If you live in Florida, you've likely heard of Rollins College—my school, my home, my favorite place in the state. And, if you know anything at all about the school, especially if you are college age yourself, you've likely heard of the Rollins "type". Rich frat boys and bottle-blonde Lululemon-loving girls fit into what people usually envision.
Now, this sort of stereotype isn't limited to my little college of course. I know from friends at universities all over the country that there is always a "type" and there are always groups that you and your peers are inevitably lumped into by the way you dress, the classes you choose, the extra-curricular activities you take part in, and so on. I have found, both from my own college experiences and from those of friends, that there is usually a specific type that is associated with each university. There is a sort of person that is somehow established as the standard, the norm of the college.

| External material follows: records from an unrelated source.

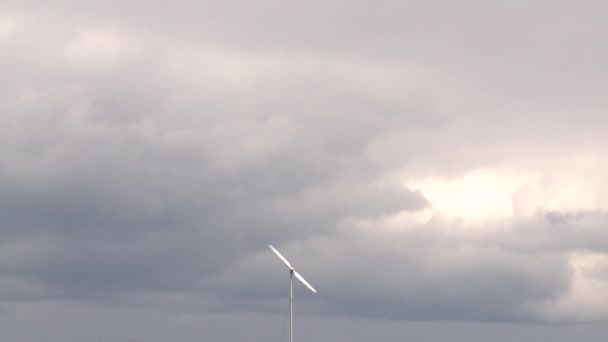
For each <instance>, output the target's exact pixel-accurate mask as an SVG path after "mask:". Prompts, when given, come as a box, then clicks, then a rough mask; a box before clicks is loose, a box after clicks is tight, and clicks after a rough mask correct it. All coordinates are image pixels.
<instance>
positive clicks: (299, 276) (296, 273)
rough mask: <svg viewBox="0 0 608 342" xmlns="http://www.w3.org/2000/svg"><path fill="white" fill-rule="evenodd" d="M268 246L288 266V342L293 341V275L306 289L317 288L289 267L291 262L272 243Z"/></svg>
mask: <svg viewBox="0 0 608 342" xmlns="http://www.w3.org/2000/svg"><path fill="white" fill-rule="evenodd" d="M268 247H270V249H272V251H273V252H274V254H276V255H277V256H278V257H279V259H281V260H283V262H284V263H285V266H287V268H289V342H293V276H294V275H295V276H296V278H298V280H299V281H301V282H302V284H304V285H306V287H308V289H309V290H310V291H312V292H314V293H317V290H315V289H314V288H313V287H312V286H311V285H310V284H309V283H308V282H307V281H306V280H305V279H304V278H303V277H302V276H301V275H300V273H298V272H297V271H296V270H294V269H293V267H291V264H290V263H289V261H287V259H285V257H283V256H282V255H281V253H279V251H277V250H276V249H275V248H274V247H272V245H268Z"/></svg>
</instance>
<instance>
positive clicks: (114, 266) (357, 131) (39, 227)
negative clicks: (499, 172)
mask: <svg viewBox="0 0 608 342" xmlns="http://www.w3.org/2000/svg"><path fill="white" fill-rule="evenodd" d="M3 6H6V7H5V9H6V10H7V11H6V12H4V14H2V15H1V16H0V48H1V49H2V51H3V53H1V54H0V72H1V73H2V75H3V77H2V78H1V79H0V89H2V91H1V92H0V100H1V101H0V113H2V114H0V115H1V120H2V125H0V152H1V154H0V156H1V157H0V158H1V162H0V237H1V238H2V239H1V241H2V243H1V246H0V247H1V248H0V298H1V299H2V301H3V302H7V303H8V302H10V303H17V304H16V305H17V306H19V305H21V304H23V303H26V304H25V305H32V306H36V305H42V304H40V303H43V302H45V301H48V300H66V301H70V300H77V301H83V302H88V303H91V304H93V305H100V306H101V305H103V304H107V303H114V304H115V305H117V306H119V307H120V306H129V305H133V306H137V307H139V308H143V309H144V310H150V312H153V311H154V310H169V311H173V312H178V313H180V312H191V313H205V314H211V313H217V312H230V313H234V312H239V311H254V312H256V311H259V312H265V313H275V312H278V310H279V309H278V308H280V309H282V308H283V307H282V306H281V305H283V304H284V303H283V302H281V298H282V297H280V295H282V294H284V292H281V291H282V290H284V288H283V287H282V286H283V285H284V280H285V279H284V278H282V276H285V274H283V273H281V271H284V270H282V269H281V267H282V265H280V264H278V263H276V260H273V259H272V255H271V254H270V253H269V252H268V251H267V250H266V245H267V243H269V242H272V243H274V244H276V245H277V246H278V247H282V248H284V249H281V250H282V251H284V252H285V253H286V255H288V256H290V257H291V258H293V261H294V262H295V263H296V265H298V264H299V265H301V266H298V267H301V268H300V270H301V271H302V273H303V274H304V275H305V276H306V277H307V278H309V279H310V280H311V282H312V283H313V284H314V285H315V286H317V287H318V288H319V290H320V291H319V296H318V297H317V298H316V299H315V298H314V297H313V298H310V297H309V298H306V303H304V302H303V303H302V306H301V308H302V310H303V312H306V313H315V314H325V315H328V316H334V315H344V316H358V317H365V318H379V319H386V318H389V319H397V320H475V321H478V320H486V321H527V322H529V321H534V322H538V321H543V320H545V318H546V317H545V316H543V315H542V313H541V314H539V312H538V310H537V309H538V306H539V305H541V304H542V303H546V302H552V301H558V300H559V299H560V298H562V296H563V295H565V294H567V293H568V291H570V290H571V289H572V286H573V281H574V280H575V279H574V276H573V269H572V268H571V265H569V263H568V255H569V253H571V252H573V251H579V250H589V251H593V252H598V253H604V252H605V251H606V246H605V241H607V240H606V239H605V233H604V232H603V231H604V229H603V228H602V227H604V226H605V222H606V217H605V216H606V215H605V213H604V212H603V211H602V210H596V209H597V208H595V209H594V208H582V209H580V210H578V211H576V210H573V211H568V210H563V211H561V210H559V209H555V210H553V209H547V210H544V211H543V210H540V211H538V213H537V214H536V215H535V216H534V215H533V217H532V218H528V219H525V220H520V219H519V218H512V219H510V220H509V219H507V220H503V221H498V220H497V221H489V222H487V223H485V225H486V226H484V227H486V228H487V230H484V232H483V233H479V232H476V233H471V232H467V231H466V229H467V227H466V224H462V223H458V222H451V221H449V220H442V219H440V218H438V217H435V219H434V220H432V221H431V222H428V223H426V224H419V223H412V224H411V225H405V224H404V225H402V226H400V227H398V229H395V227H393V226H390V225H386V224H385V223H386V222H385V221H383V220H390V219H391V218H392V217H398V216H399V215H401V214H407V213H416V212H421V211H424V210H428V209H429V208H432V205H433V203H431V202H430V200H429V199H427V198H425V194H424V191H417V190H413V189H408V188H406V187H405V186H403V185H402V184H403V182H406V181H407V180H409V179H416V178H419V177H426V176H439V177H448V178H449V177H458V176H460V175H461V174H463V173H465V172H466V171H468V170H471V169H475V168H483V167H497V168H501V167H512V168H515V169H524V170H532V171H534V172H539V173H543V172H551V171H547V170H549V169H552V168H553V165H552V164H550V163H549V161H548V160H551V159H553V158H555V159H560V158H565V159H567V158H571V157H576V156H579V155H581V154H591V155H604V154H605V153H604V152H605V151H604V150H605V147H604V146H605V142H606V140H605V134H604V129H603V127H605V126H606V122H605V121H606V119H605V115H603V113H604V112H605V108H606V101H605V94H604V91H603V89H605V88H606V79H607V78H606V77H604V76H605V74H604V73H603V72H602V71H601V70H608V68H606V67H605V59H604V58H602V56H604V55H605V52H606V51H605V48H604V46H608V44H603V43H604V42H605V35H604V32H605V31H606V30H605V25H606V24H605V23H606V22H608V21H606V20H605V18H604V17H605V15H604V14H603V13H608V11H606V8H605V4H604V3H603V2H585V3H584V4H571V3H568V2H551V3H549V2H539V3H535V4H530V3H529V2H510V3H480V2H469V1H465V2H460V3H451V2H450V3H444V2H424V3H422V2H414V3H412V2H408V3H405V2H392V1H386V2H378V3H374V4H363V3H361V4H355V3H346V2H343V1H338V2H332V3H323V4H321V3H320V2H309V3H292V2H285V1H282V2H268V3H266V4H259V3H257V4H252V3H249V2H242V3H239V2H236V3H235V2H231V3H228V2H210V1H206V2H205V1H204V2H200V1H197V2H191V1H178V2H172V3H171V4H169V3H167V4H160V3H148V4H145V5H144V4H141V3H139V2H124V1H123V2H113V1H106V2H78V3H75V2H71V1H59V2H57V3H56V4H55V5H54V6H53V8H48V7H47V6H41V5H40V4H38V3H35V2H29V1H21V2H20V3H19V4H17V3H15V4H10V5H8V4H7V5H3ZM12 19H15V23H16V24H15V25H16V26H15V27H16V29H15V30H14V32H13V31H10V32H9V31H6V32H9V33H4V31H2V30H3V27H5V26H2V23H5V22H9V24H10V20H12ZM3 20H4V21H3ZM514 23H517V24H514ZM99 44H101V46H102V48H101V49H100V48H99V46H98V45H99ZM4 52H6V53H4ZM589 182H592V180H589ZM524 196H525V194H524ZM361 222H365V223H367V226H366V225H365V224H362V225H363V226H365V227H364V228H361V227H360V226H359V225H360V224H361ZM468 228H471V227H468ZM475 228H478V227H475ZM475 228H473V229H475ZM273 262H274V263H275V266H276V267H274V268H273V266H271V265H273ZM596 271H597V272H596V273H593V272H591V273H592V274H593V275H594V276H595V277H597V279H604V278H605V277H604V275H603V273H604V270H603V268H602V267H599V266H598V268H597V270H596ZM300 290H301V289H298V291H300ZM298 295H299V296H303V295H304V293H303V292H298ZM66 305H67V304H66ZM26 311H27V310H26Z"/></svg>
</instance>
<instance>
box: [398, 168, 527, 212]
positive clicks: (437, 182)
mask: <svg viewBox="0 0 608 342" xmlns="http://www.w3.org/2000/svg"><path fill="white" fill-rule="evenodd" d="M527 181H529V180H528V179H526V178H524V177H520V176H510V175H506V174H502V173H500V172H496V171H491V170H475V171H472V172H470V173H467V174H465V175H464V176H462V177H459V178H452V179H449V178H423V179H417V180H413V181H410V182H408V183H407V184H406V185H407V187H409V188H411V189H416V190H420V191H421V192H422V194H423V195H424V196H425V197H426V198H427V199H428V200H429V202H430V203H431V207H432V209H431V211H432V213H433V214H435V213H438V214H441V215H444V216H446V217H447V218H453V219H462V220H464V221H466V222H467V223H480V222H483V221H487V220H489V219H492V218H497V217H508V216H512V215H513V201H512V196H513V193H514V192H516V191H517V190H518V189H521V188H522V187H523V186H524V185H525V184H526V183H527Z"/></svg>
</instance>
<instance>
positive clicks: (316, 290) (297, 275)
mask: <svg viewBox="0 0 608 342" xmlns="http://www.w3.org/2000/svg"><path fill="white" fill-rule="evenodd" d="M293 274H294V275H295V276H296V278H298V279H299V280H300V281H301V282H302V284H304V285H306V287H308V288H309V289H310V291H312V292H314V293H317V290H315V289H314V288H313V287H312V286H310V284H309V283H308V282H307V281H306V280H304V278H302V276H301V275H300V273H298V272H297V271H295V270H294V271H293Z"/></svg>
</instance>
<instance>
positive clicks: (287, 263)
mask: <svg viewBox="0 0 608 342" xmlns="http://www.w3.org/2000/svg"><path fill="white" fill-rule="evenodd" d="M268 247H270V249H272V251H273V252H274V254H276V255H277V256H278V257H279V258H280V259H281V260H283V262H284V263H285V265H287V267H289V269H290V270H292V269H293V267H291V265H290V264H289V261H287V259H285V257H283V256H282V255H281V253H279V251H277V250H276V249H275V248H274V247H272V245H268Z"/></svg>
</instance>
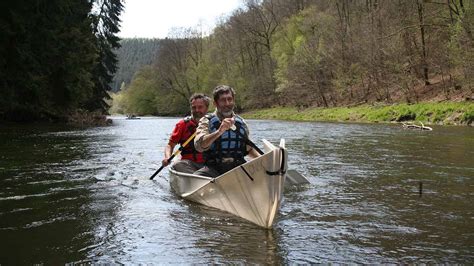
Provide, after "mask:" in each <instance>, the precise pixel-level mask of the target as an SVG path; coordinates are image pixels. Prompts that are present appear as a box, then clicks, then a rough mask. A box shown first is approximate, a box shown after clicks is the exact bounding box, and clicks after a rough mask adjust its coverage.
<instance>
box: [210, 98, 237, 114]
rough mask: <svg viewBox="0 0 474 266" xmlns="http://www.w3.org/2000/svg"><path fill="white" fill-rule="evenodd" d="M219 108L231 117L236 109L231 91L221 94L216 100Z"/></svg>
mask: <svg viewBox="0 0 474 266" xmlns="http://www.w3.org/2000/svg"><path fill="white" fill-rule="evenodd" d="M214 103H215V105H216V107H217V110H219V112H220V113H221V114H223V115H224V116H225V117H230V116H231V115H232V111H233V110H234V97H233V96H232V93H231V92H228V93H224V94H221V95H220V96H219V99H218V100H217V102H214Z"/></svg>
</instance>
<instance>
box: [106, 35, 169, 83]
mask: <svg viewBox="0 0 474 266" xmlns="http://www.w3.org/2000/svg"><path fill="white" fill-rule="evenodd" d="M159 47H160V39H146V38H124V39H122V40H120V47H119V48H118V49H115V50H114V52H115V54H116V55H117V61H118V64H117V72H115V75H114V77H113V80H112V84H111V87H112V90H111V91H112V92H117V91H120V90H121V89H122V86H126V85H127V84H130V82H131V81H132V78H133V75H134V74H135V73H136V72H137V71H138V70H139V69H140V68H142V67H143V66H146V65H151V64H152V63H153V61H154V60H155V58H156V54H157V53H158V49H159Z"/></svg>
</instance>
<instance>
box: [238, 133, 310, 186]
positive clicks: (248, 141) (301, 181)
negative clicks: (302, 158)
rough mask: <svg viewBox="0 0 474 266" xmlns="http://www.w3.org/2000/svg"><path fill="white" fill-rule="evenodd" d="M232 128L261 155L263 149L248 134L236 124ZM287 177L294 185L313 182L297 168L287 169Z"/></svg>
mask: <svg viewBox="0 0 474 266" xmlns="http://www.w3.org/2000/svg"><path fill="white" fill-rule="evenodd" d="M230 129H231V130H233V131H234V132H235V133H236V134H237V135H239V136H241V137H242V138H244V140H245V142H246V143H247V144H248V145H249V146H251V147H252V148H254V149H255V150H256V151H257V152H258V153H259V154H260V155H262V154H263V151H262V150H261V149H260V148H259V147H258V146H257V145H255V143H253V142H252V141H251V140H250V139H249V138H247V136H244V135H242V133H240V132H239V131H237V130H236V127H235V125H232V126H231V127H230ZM286 177H287V179H286V182H288V183H289V184H292V185H302V184H310V183H311V182H309V180H308V178H306V177H305V176H304V175H302V174H300V173H298V172H297V171H296V170H288V171H286Z"/></svg>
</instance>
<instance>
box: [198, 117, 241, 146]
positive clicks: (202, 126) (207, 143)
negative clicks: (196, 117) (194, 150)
mask: <svg viewBox="0 0 474 266" xmlns="http://www.w3.org/2000/svg"><path fill="white" fill-rule="evenodd" d="M233 124H234V119H233V118H225V119H224V120H222V122H221V125H220V126H219V129H218V130H217V131H215V132H212V133H209V119H208V118H207V117H203V118H201V120H199V126H198V128H197V129H196V132H197V134H196V139H195V141H194V147H195V148H196V150H197V151H199V152H204V151H206V150H208V149H209V147H210V146H211V144H212V143H213V142H214V141H216V139H218V138H219V137H220V136H221V135H222V134H224V132H226V131H227V130H229V129H230V127H231V126H232V125H233Z"/></svg>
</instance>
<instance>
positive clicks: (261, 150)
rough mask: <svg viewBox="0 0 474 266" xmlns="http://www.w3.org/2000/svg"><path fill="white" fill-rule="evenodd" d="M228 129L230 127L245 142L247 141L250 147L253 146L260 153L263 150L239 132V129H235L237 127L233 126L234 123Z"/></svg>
mask: <svg viewBox="0 0 474 266" xmlns="http://www.w3.org/2000/svg"><path fill="white" fill-rule="evenodd" d="M230 129H232V130H233V131H234V132H235V133H236V134H237V135H239V136H241V137H242V138H243V139H244V141H245V143H247V144H248V145H249V146H250V147H252V148H254V149H255V150H256V151H257V152H258V153H259V154H260V155H262V154H263V151H262V150H261V149H260V148H259V147H258V146H257V145H255V143H253V142H252V141H251V140H250V139H249V138H247V136H245V135H243V134H242V133H240V131H238V130H236V129H237V128H236V127H235V125H232V127H231V128H230Z"/></svg>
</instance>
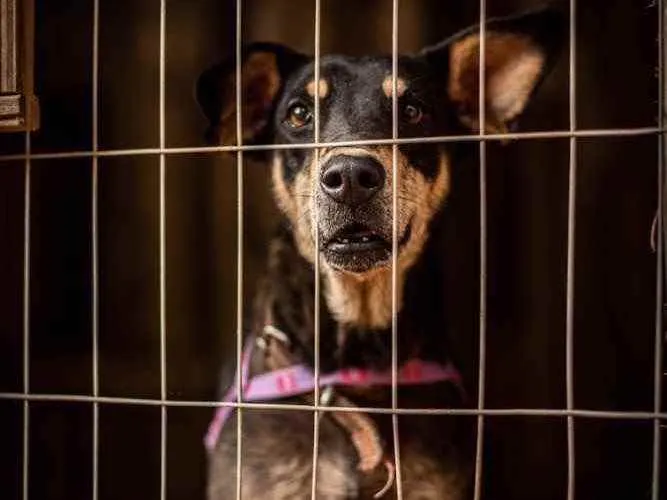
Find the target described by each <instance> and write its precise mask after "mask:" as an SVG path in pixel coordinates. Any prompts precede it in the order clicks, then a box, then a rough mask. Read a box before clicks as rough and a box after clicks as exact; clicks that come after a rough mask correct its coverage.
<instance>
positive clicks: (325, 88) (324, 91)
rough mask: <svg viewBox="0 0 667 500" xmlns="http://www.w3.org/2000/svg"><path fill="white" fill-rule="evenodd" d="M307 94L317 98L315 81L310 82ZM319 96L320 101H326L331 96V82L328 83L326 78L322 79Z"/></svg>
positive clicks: (318, 91) (308, 86)
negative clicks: (320, 100)
mask: <svg viewBox="0 0 667 500" xmlns="http://www.w3.org/2000/svg"><path fill="white" fill-rule="evenodd" d="M306 92H308V95H309V96H310V97H315V80H311V81H310V82H308V85H306ZM317 95H318V96H319V97H320V99H324V98H325V97H326V96H328V95H329V82H327V81H326V80H325V79H324V78H320V83H319V85H318V88H317Z"/></svg>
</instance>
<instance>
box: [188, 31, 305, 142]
mask: <svg viewBox="0 0 667 500" xmlns="http://www.w3.org/2000/svg"><path fill="white" fill-rule="evenodd" d="M306 62H308V57H306V56H305V55H302V54H299V53H297V52H294V51H293V50H291V49H289V48H287V47H285V46H282V45H278V44H273V43H254V44H251V45H248V46H247V47H245V48H244V50H243V53H242V60H241V110H242V113H241V126H242V131H241V132H242V134H243V142H244V143H250V144H252V143H257V142H262V141H263V140H266V139H268V135H267V132H268V130H267V129H268V127H267V125H268V124H269V123H270V121H271V117H272V116H273V111H274V108H275V104H276V98H277V96H278V94H279V93H280V91H281V89H282V87H283V85H284V83H285V79H286V78H287V77H288V76H289V74H290V73H291V72H292V71H294V70H295V69H297V68H298V67H300V66H302V65H303V64H305V63H306ZM197 101H198V103H199V106H200V107H201V109H202V111H203V112H204V115H205V116H206V118H207V119H208V121H209V127H208V129H207V131H206V139H207V141H208V142H210V143H213V144H225V145H233V144H236V142H237V141H236V139H237V134H236V113H237V109H236V63H235V60H234V58H232V59H231V60H228V61H225V62H222V63H220V64H217V65H215V66H213V67H211V68H209V69H207V70H206V71H204V72H203V73H202V74H201V76H200V77H199V79H198V80H197Z"/></svg>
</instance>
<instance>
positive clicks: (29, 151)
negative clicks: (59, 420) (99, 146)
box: [22, 131, 32, 500]
mask: <svg viewBox="0 0 667 500" xmlns="http://www.w3.org/2000/svg"><path fill="white" fill-rule="evenodd" d="M30 152H31V145H30V131H26V133H25V155H26V156H25V178H24V207H23V394H24V395H25V396H27V395H29V394H30V209H31V197H30V188H31V175H32V162H31V160H30ZM29 470H30V402H29V401H28V399H27V398H26V399H24V400H23V464H22V483H23V500H28V498H29V493H30V492H29V483H28V476H29Z"/></svg>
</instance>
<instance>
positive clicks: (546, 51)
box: [421, 9, 565, 133]
mask: <svg viewBox="0 0 667 500" xmlns="http://www.w3.org/2000/svg"><path fill="white" fill-rule="evenodd" d="M564 27H565V23H564V19H563V16H562V14H561V13H560V12H558V11H556V10H554V9H543V10H540V11H536V12H532V13H529V14H523V15H519V16H515V17H508V18H502V19H493V20H491V21H489V22H488V23H487V24H486V37H485V40H486V44H485V47H486V50H485V52H484V54H485V58H484V59H485V62H484V72H485V111H486V120H485V125H486V127H485V128H486V131H487V132H490V133H497V132H503V131H506V130H507V126H508V124H509V123H511V122H512V121H513V120H515V119H516V118H517V117H518V116H519V115H520V114H521V112H522V111H523V110H524V108H525V107H526V104H527V103H528V101H529V99H530V97H531V96H532V95H533V93H534V92H535V90H536V89H537V87H538V86H539V84H540V82H541V81H542V79H543V78H544V76H545V75H546V74H547V73H548V72H549V70H550V69H551V66H552V65H553V62H554V59H555V56H556V55H557V54H558V52H559V51H560V47H561V45H562V41H563V36H564V31H565V30H564ZM421 56H423V57H425V58H426V60H427V61H428V62H429V63H430V64H431V65H433V66H434V69H435V71H436V72H437V73H438V74H440V75H442V76H443V78H444V79H445V80H446V82H445V85H446V88H447V94H448V97H449V100H450V101H451V102H452V103H453V104H454V105H455V106H456V108H457V113H458V116H459V119H460V120H461V122H462V123H463V124H464V125H466V126H468V127H470V128H471V129H472V130H474V131H479V127H480V124H479V75H480V36H479V27H477V26H475V27H472V28H470V29H467V30H465V31H462V32H460V33H458V34H456V35H454V36H453V37H452V38H450V39H448V40H445V41H444V42H442V43H440V44H438V45H435V46H433V47H427V48H426V49H424V50H423V51H422V53H421Z"/></svg>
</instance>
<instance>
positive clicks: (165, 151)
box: [0, 127, 665, 162]
mask: <svg viewBox="0 0 667 500" xmlns="http://www.w3.org/2000/svg"><path fill="white" fill-rule="evenodd" d="M664 133H665V129H664V128H660V127H640V128H613V129H612V128H610V129H589V130H574V131H569V130H549V131H538V132H516V133H503V134H474V135H443V136H433V137H403V138H399V139H389V138H387V139H364V140H356V141H336V142H318V143H317V144H316V143H313V142H307V143H301V144H245V145H242V146H231V145H230V146H201V147H195V146H192V147H173V148H171V147H165V148H135V149H107V150H99V151H58V152H50V153H34V154H30V158H31V159H33V160H58V159H67V158H91V157H117V156H140V155H188V154H207V153H221V152H235V151H276V150H285V149H314V148H330V147H343V146H381V145H392V144H398V145H401V144H432V143H451V142H480V141H510V140H511V141H516V140H535V139H568V138H572V137H581V138H604V137H636V136H643V135H656V134H664ZM25 158H26V154H25V153H17V154H8V155H0V162H6V161H16V160H25Z"/></svg>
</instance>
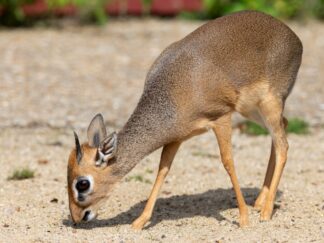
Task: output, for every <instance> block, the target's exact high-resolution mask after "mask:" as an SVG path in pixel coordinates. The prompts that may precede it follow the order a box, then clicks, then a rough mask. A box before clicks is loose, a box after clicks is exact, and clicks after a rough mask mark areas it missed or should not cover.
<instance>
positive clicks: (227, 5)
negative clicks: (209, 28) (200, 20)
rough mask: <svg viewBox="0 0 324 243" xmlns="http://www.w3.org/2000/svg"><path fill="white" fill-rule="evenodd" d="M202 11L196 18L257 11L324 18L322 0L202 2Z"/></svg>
mask: <svg viewBox="0 0 324 243" xmlns="http://www.w3.org/2000/svg"><path fill="white" fill-rule="evenodd" d="M203 6H204V9H203V11H202V13H200V15H199V16H198V17H201V18H205V19H213V18H216V17H219V16H222V15H224V14H228V13H232V12H236V11H241V10H258V11H262V12H265V13H268V14H270V15H272V16H275V17H280V18H285V19H291V18H297V17H306V16H312V17H318V18H324V0H258V1H251V0H203Z"/></svg>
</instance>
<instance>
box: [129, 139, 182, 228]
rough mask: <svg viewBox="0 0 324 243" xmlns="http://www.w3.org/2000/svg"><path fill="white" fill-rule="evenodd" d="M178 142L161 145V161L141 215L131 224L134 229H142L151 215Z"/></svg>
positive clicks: (179, 144)
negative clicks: (162, 146)
mask: <svg viewBox="0 0 324 243" xmlns="http://www.w3.org/2000/svg"><path fill="white" fill-rule="evenodd" d="M180 144H181V143H180V142H174V143H170V144H168V145H165V146H164V147H163V151H162V155H161V161H160V166H159V171H158V174H157V177H156V180H155V183H154V186H153V189H152V191H151V194H150V197H149V199H148V201H147V203H146V206H145V208H144V211H143V212H142V214H141V216H139V217H138V218H137V219H136V220H135V221H134V222H133V224H132V226H133V228H134V229H142V228H143V227H144V225H145V224H146V223H147V222H148V221H149V220H150V218H151V216H152V212H153V209H154V205H155V202H156V198H157V196H158V194H159V191H160V188H161V186H162V184H163V182H164V179H165V177H166V176H167V174H168V172H169V170H170V167H171V164H172V161H173V159H174V156H175V154H176V153H177V151H178V148H179V146H180Z"/></svg>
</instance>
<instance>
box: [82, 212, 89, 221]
mask: <svg viewBox="0 0 324 243" xmlns="http://www.w3.org/2000/svg"><path fill="white" fill-rule="evenodd" d="M90 213H91V212H90V211H89V210H87V211H86V212H85V213H84V216H83V218H82V221H88V220H89V216H90Z"/></svg>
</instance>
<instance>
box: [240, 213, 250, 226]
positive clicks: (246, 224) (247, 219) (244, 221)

At Rollins, the "type" is usually wealthy, just a touch over-groomed, caucasian, and ranging from upper-middle class to incredibly wealthy. And yet, this sort of person is actually the minority on campus, and even amongst those who are assumed to be a part of "that crowd" many are actually incorrectly placed; set into the group by a snap judgment based on a tone of voice or a pair of leggings with an Omega label. I frequently find myself amongst this number of unfairly stereotyped Rollins students.
I am blonde (naturally, but with highlights), am a big fan of makeup and Starbucks, and appreciate leggings as much as the next girl, so, inevitably I both fit into and perpetuate the "Rollins type". And yet, I, like many others on the campus in the same boat, am not inherently bitchy, pride myself in being genuine, am embarrassingly nerdy, have a pretty good head on my shoulders, and am not disgustingly wealthy (my family is firmly middle class and I am only able to attend Rollins because of oodles of scholarships, savings, and a small but growing pile of student debt).
Yet, even people who have become my close friends in my past three years at Rollins have made comments to me along the lines of, "you are so not what I was expecting when I first saw you", or "I definitely thought you were the typical Rollins girl until I got to know you better". And so, I began to worry that it was my fault; that I was perpetuating some false version of myself that did not at all reflect the sort of person I truly am (the usual millennial crisis). So, naturally, my solution was to dye my hair pink. Not crazy hot pink, just a soft light pink mixed with the blonde, but enough of a weird shift to firmly set me apart from the nonexistent type of girl that people seemed to assume that I was.
My (briefly) pink hair attempt to break free of stereotypesLea Warren
In addition to this, I found myself displaying my tattoos (2 small ones and a large one on my back) as much as I could, covered my backpack in pins related to Harry Potter, Doctor Who, and a myriad of other dorky fandoms that I adore, and generally did everything I could to push my image away from the stereotype I'd been defined by.
Towards the end of this past summer though, the pink faded from my hair (to those wanting to dye their hair—pink is impossible to keep up with), and with it, I began to shake off the pressures of being on campus. I realized as I prepared to return, blonde once more, to campus for my senior year, and I realized that I absolutely did not want or need to put in the exhaustive efforts of changing myself to look a certain way, simply to avoid false first impressions.
I realized, I like being blonde; in fact, I'm proud to be a blonde with brains and enjoy shattering that stereotype alone. I like drinking Starbucks, and I like when my binders coordinate with my backpack. I'm comfortable in leggings (it's like wearing pjs to class), and beyond all of that, I like completely exceeding people's expectations when they take a moment to talk to me rather than just looking at me as I walk past. I like looking the part of a "Rollins girl" and proving that that means being strong, intelligent, confident, and put together.
With classes starting and everyone jumping back into the swing of things, I encourage students to take a moment to consider if/how you have been stereotyped at their universities and embrace that they are so much more than that. And, once they have embraced that for themselves, I challenge them to give someone else the chance to prove their "type" wrong.